Background: Chimeric antigen receptor (CAR)-T cell therapy has revolutionized the treatment of hematologic malignancies but remains limited by complex ex vivo manufacturing and high costs. The development of in vivo CAR-T cell engineering platforms, which generate therapeutic T cells directly within the patient’s body, offers a scalable, cost-effective, and widely accessible alternative.

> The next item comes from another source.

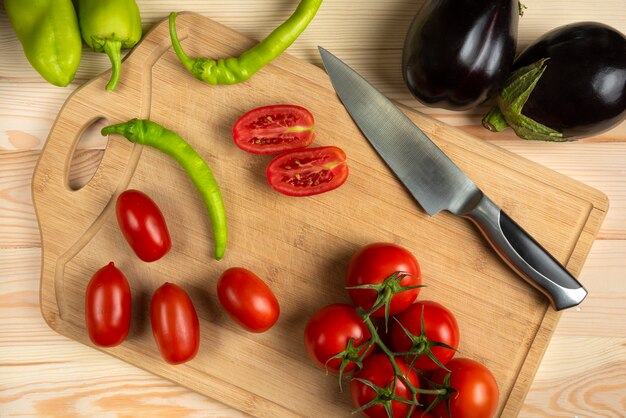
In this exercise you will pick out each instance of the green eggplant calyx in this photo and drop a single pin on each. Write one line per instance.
(113, 50)
(511, 100)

Methods: We developed a novel in vivo T cell engineering platform based on cell-derived vesicles (CDVs) produced via a specialized extrusion process. Unlike conventional systems that utilize synthetic in vitro transcribed (IVT) mRNA, our platform employs CAR mRNA that is endogenously transcribed within the source cells. By co-expressing CAR mRNA containing MS2-binding loops and the MS2-LAMP1 fusion protein, we achieved active intracellular loading of native mRNA into the CDVs. To ensure precise T-cell targeting, the exterior of the CDV membrane was decorated with anti-CD3 single-chain variable fragments (scFvs)

Results: This delivery platform demonstrated efficient encapsulation of cell-expressed mRNA and specific binding to target T cells via the anti-CD3 scFv. Our data indicate that CDVs can effectively deliver these natural genetic payloads into endogenous T cells, enabling robust expression of CAR molecules on the cell surface. Notably, the delivery of endogenously processed mRNA facilitated the functional conversion of resting T cells into active effector cells in situ. These generated CAR-T cells exhibited potent antigen-specific cytotoxicity, effectively inducing cell death in target-positive tumor cells. This functional activity confirms that the CDV platform not only delivers genetic payloads but also supports the full therapeutic reprogramming of T cells.

Conclusion: The CDV-mediated delivery of endogenously expressed CAR mRNA and anti-CD3 scFvs provides a novel and powerful strategy for direct in vivo T cell conversion. This “off-the-shelf” platform technology has the potential to simplify the CAR-T therapeutic workflow and significantly broaden patient access to immunotherapy.